Сестрица сама запуталась, кого к кому она собиралась ревновать, и тихо заныла. Иногда у Настасьи вдруг просыпались собственнические инстинкты по отношению к родственникам. Я в таких случаях всегда напоминала ей фильм «Игрушка» с Пьером Ришаром, и пыталась доказать, что Сестрица ведет себя некрасиво, и что я не игрушка вовсе. Настасья тогда всегда обижалась, забивалась под одеяло и начинала тоскливо выть, умело удерживая очень высокую и труднопереносимую ноту в течение очень долгого времени. Всё-таки она была совсем еще маленьким ребенком. Я в раннем детстве была еще хуже, в смысле отношения к свободе близких людей. До двух лет я вообще не подпускала к мамочке никого из знакомых. Если вдруг на улице мама встречала кого-то и останавливалась, чтобы поговорить с ним, я начинала дико орать. Не говорю уже о гостях, которые пытались приходить к нам домой. По квартире маленькая я ходила, не выпуская из рук подола маминой юбки. Не для того, чтобы держаться, а для пущей уверенности, что родительница никуда не исчезнет. Чтобы зайти в туалет, бедной маме приходилось оставлять часть юбки за дверью. Только сжимая в руках заветный подол, я чувствовала себя уверенно. Видимо, в детстве я подсознательно пыталась компенсировать себе все последующие годы одиночества. Привязчивостью и болезненным чувством собственности Настасья явно была в меня.

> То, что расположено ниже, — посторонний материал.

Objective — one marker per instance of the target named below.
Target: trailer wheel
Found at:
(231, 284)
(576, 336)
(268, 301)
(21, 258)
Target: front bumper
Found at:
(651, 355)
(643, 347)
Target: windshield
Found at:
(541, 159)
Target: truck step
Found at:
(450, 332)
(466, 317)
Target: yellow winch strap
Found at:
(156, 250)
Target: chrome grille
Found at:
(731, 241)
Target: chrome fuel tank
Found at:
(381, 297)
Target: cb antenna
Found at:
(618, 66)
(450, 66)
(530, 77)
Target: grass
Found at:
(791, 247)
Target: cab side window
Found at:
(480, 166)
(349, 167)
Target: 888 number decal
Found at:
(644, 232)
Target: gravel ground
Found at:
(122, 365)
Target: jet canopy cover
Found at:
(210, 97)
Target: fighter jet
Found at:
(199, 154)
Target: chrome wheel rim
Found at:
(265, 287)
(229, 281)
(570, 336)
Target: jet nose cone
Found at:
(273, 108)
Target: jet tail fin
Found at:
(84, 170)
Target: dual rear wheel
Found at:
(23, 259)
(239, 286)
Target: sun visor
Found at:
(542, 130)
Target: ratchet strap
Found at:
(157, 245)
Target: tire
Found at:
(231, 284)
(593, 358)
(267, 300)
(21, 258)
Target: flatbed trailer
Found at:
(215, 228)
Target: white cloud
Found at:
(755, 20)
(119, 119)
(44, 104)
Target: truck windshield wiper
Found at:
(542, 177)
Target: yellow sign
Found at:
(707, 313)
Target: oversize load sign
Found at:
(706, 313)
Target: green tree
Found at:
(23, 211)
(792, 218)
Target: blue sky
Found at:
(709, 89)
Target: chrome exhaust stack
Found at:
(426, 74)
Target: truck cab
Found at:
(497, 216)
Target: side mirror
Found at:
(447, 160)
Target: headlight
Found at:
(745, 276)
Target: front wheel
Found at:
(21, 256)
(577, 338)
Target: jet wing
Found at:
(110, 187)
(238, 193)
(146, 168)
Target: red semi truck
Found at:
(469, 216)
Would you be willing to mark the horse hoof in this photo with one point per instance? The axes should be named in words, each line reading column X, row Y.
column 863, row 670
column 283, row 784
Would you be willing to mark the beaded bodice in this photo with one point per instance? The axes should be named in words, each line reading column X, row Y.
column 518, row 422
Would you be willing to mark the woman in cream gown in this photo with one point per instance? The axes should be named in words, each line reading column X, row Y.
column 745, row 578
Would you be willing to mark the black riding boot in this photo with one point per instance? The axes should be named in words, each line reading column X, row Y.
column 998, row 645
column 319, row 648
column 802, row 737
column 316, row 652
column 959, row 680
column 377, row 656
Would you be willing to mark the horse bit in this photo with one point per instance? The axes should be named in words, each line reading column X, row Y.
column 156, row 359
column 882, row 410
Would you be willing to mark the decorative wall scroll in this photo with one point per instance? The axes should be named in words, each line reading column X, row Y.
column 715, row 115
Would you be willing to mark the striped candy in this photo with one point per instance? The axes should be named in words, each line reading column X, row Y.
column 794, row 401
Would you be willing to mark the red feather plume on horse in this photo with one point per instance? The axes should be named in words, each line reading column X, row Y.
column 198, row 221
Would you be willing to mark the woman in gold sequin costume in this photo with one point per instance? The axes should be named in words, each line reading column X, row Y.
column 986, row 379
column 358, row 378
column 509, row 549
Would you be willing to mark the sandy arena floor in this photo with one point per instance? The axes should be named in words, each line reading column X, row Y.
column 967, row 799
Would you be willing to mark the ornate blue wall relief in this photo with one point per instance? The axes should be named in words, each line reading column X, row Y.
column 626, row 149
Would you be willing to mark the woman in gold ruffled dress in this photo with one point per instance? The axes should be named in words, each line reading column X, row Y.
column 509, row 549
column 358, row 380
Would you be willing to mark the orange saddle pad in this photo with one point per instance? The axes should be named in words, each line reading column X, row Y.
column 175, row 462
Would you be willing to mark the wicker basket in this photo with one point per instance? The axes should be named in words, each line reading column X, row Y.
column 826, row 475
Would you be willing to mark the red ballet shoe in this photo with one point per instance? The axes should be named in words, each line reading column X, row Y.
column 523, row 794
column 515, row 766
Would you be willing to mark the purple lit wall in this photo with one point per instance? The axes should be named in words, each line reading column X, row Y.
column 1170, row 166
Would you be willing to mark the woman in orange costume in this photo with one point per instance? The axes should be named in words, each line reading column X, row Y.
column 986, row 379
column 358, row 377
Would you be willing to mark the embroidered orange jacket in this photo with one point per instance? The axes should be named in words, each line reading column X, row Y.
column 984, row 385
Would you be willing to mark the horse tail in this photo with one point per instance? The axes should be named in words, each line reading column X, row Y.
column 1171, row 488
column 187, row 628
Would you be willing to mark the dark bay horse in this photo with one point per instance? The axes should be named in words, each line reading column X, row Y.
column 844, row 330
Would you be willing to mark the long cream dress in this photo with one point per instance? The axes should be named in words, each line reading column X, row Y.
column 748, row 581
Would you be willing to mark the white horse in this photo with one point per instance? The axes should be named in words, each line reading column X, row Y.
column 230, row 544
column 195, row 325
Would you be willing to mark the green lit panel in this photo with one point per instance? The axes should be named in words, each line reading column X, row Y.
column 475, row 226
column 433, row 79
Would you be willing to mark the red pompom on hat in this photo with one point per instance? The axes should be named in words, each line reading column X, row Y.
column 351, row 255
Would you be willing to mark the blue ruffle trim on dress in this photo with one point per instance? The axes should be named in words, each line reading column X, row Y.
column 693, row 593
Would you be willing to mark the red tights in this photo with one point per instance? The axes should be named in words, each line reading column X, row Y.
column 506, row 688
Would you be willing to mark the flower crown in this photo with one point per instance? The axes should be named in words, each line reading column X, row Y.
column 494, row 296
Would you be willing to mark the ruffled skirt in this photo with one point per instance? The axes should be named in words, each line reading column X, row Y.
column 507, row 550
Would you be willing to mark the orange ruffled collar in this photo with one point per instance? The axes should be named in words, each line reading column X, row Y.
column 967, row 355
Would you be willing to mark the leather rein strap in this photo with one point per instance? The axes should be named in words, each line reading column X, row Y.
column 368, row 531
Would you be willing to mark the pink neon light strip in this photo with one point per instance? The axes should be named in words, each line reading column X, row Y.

- Господи, - наделенная музыкальным слухом мама всегда болезненно реагировала на пищащие завывания Настасьи, - Девочки, перестаньте! – строго проговорила она так, будто я тоже была маленькой, - Этот звук ужасно действует мне на нервы!
Маме, в то время, нравился певец Витас. Мне он тоже нравился, но пропустить возможность удачно пошутить я не могла.
- А ты думай, что это поет Витас, и наслаждайся! Какая тебе разница, чьи завывания слушать?
Мама обиделась за любимого артиста и ушла в другую комнату. Настасью же моё высказывание ужасно развеселило, и она перестала, наконец, пищать. Через несколько минут в квартире уже воцарилась тишина. Настасья, как ни пыталась сопротивляться усталости, всё - таки уснула.
Я лежала в горячей ванне, согреваясь и восстанавливая силы. Рядом на табуретке сидела мамочка и причитала.
- Господи, ну на кого ты похожа? Вся в каких-то ссадинах и царапинах! Ощущение, что тебе четырнадцать лет, и ты участвуешь в подростковых драках!
- И ты, Брут?! – возмутилась я и в двух словах рассказала причину такой своей реакции.
- Жаловаться будешь, когда тебе семьдесят будут давать, - мудро улыбнулась мама, - Мня вон до сих пор в троллейбусе «девушка» говорят.
- Может, они думают, что ты не смогла выйти замуж? – снова решила пошутить я.
- Знаешь, - мама задумчиво разглядывала царапину на моей руке, - Знаешь, чем старше ты становишься, тем более глупо шутишь. Обычно у людей происходит по-другому. Приходит мудрость, понимание… Может, ты ничего не читаешь в последнее время?
Я вдруг поняла, что мама права и устыдилась.
- Читаю. Но шутки действительно плоские, - потом я почему-то вспомнила опера и зачем-то заявила, - Это я просто общаюсь не с теми людьми.
- Странно, раньше ты никогда не попадала под чужое влияние. Видимо, эти люди много для тебя значат.
- Не выдумывай! – почему-то вспылила я, - Ничего они для меня не значат! Чуть что, сразу «много значат»!
- Верю, - скептически улыбнулась мама.
Я нахмурилась, потом вспомнила свой прощальный диалог с Викторией и устыдилась собственной вспыльчивости.
- Давай о чем-нибудь другом? – миролюбиво предложила я, чем, естественно, породила в материнском сердце массу вопросов. Корректная мама пока их не задавала.
Еще минут пятнадцать мы шушукались и смеялись, потом я почувствовала, что силы покидают меня окончательно и отправилась спать.